Helena nickte stumm, obwohl jedes Wort wie ein Dolchstoß war.

"Natürlich," die Dame senkte ihre Stimme zu einem verschwörerischen Flüstern, "zwischen uns gesagt, der junge Graf könnte etwas mehr Bescheidenheit vertragen. Er ist zu sehr von sich überzeugt, dieser Bertram. Es würde ihm nicht schaden, einmal abgewiesen zu werden."

In diesem Moment drehte sich Bertram um und bemerkte, dass man über ihn sprach. Sein Blick glitt über Helena hinweg, ohne sie wirklich zu sehen, und wandte sich dann einer jungen Frau zu, die gerade eingetreten war – Mademoiselle de Valois, die Tochter eines Herzogs, schön wie ein Gemälde und strahlend in Seide und Perlen.

Helena sah zu, wie Bertram sich vor der jungen Frau verbeugte, wie er ihr die Hand küsste, wie sie lächelte und errötete. Sie sah die selbstverständliche Art, mit der er sich bewegte, die mühelose Anmut des Privilegierten. Und sie verstand mit schmerzhafter Klarheit, dass sie und Bertram in verschiedenen Welten lebten, getrennt durch einen Abgrund, den keine Liebe überbrücken konnte.

Sie verließ die Halle, bevor die Tränen kommen konnten.

Draußen, im kühlen Abendwind, lehnte Helena sich gegen die Schlossmauer und atmete tief durch. Der Lärm des Festes drang gedämpft durch die dicken Steinwände – Musik, Lachen, das Klirren von Gläsern. Die Geräusche einer Welt, zu der sie nicht gehörte.

"Was tue ich hier?" flüsterte sie in die Dunkelheit. "Was soll aus mir werden?"

Keine Antwort kam, nur das Rauschen des Windes in den Ulmen.

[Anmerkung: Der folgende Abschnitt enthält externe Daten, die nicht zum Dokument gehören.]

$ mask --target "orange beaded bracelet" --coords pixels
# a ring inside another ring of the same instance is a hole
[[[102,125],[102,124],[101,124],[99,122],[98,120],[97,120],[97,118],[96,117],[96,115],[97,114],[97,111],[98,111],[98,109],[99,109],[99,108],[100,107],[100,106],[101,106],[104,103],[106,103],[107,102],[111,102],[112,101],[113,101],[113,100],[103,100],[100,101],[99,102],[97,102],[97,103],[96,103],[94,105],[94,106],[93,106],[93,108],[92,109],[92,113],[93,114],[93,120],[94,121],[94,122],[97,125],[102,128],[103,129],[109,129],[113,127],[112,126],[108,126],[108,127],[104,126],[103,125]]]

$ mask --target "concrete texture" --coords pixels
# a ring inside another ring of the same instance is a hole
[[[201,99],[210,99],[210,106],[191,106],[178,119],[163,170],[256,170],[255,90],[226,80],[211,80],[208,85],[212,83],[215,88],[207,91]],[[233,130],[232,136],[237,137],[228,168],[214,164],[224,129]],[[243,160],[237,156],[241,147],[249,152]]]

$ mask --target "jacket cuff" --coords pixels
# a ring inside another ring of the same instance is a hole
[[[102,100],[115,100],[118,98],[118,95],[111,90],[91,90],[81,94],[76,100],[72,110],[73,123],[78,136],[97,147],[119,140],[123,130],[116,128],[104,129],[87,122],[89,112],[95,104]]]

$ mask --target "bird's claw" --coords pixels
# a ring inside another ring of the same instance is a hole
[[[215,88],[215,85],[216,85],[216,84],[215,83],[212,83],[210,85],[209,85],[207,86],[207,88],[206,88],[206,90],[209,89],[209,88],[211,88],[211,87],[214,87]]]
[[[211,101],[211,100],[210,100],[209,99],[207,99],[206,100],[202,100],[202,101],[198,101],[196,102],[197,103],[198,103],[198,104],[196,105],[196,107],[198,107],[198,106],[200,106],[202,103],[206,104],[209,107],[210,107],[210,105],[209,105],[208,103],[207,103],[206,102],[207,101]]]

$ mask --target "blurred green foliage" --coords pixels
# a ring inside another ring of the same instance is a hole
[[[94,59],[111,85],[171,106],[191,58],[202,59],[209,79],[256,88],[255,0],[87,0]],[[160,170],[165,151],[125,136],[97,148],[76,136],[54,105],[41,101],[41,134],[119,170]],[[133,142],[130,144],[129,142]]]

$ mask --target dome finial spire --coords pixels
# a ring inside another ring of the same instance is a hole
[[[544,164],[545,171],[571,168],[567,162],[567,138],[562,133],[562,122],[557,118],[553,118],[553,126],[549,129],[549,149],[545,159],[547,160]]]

Sie dachte an die Schriften ihres Vaters, die versteckt in ihrer Kammer lagen. In den letzten vier Jahren hatte sie jede freie Minute damit verbracht, sie zu studieren, zu verstehen, zu vervollständigen. Sie hatte heimlich Kräuter gesammelt, hatte experimentiert, hatte Lösungen gefunden für Probleme, die ihr Vater offen gelassen hatte. Das Rezept für die Königsfistel war nun vollständig – sie war sicher. Sie hatte es getestet an Tieren, hatte gesehen, wie Wunden heilten, die vorher unheilbar schienen.

Aber was nützte ihr all dieses Wissen? Sie war eine Frau. Niemand würde sie als Ärztin anerkennen. Niemand würde ihr erlauben, den König zu behandeln. Ihr Wissen war wertlos, solange sie in diesem Körper, in dieser Rolle gefangen war.

"Fräulein Helena?"

Sie zuckte zusammen. Aus dem Schatten der Torbögen trat eine Gestalt – Lavatch, der Narr der Gräfin, ein älterer Mann mit scharfem Verstand, der sich hinter Scherzen und Späßen verbarg.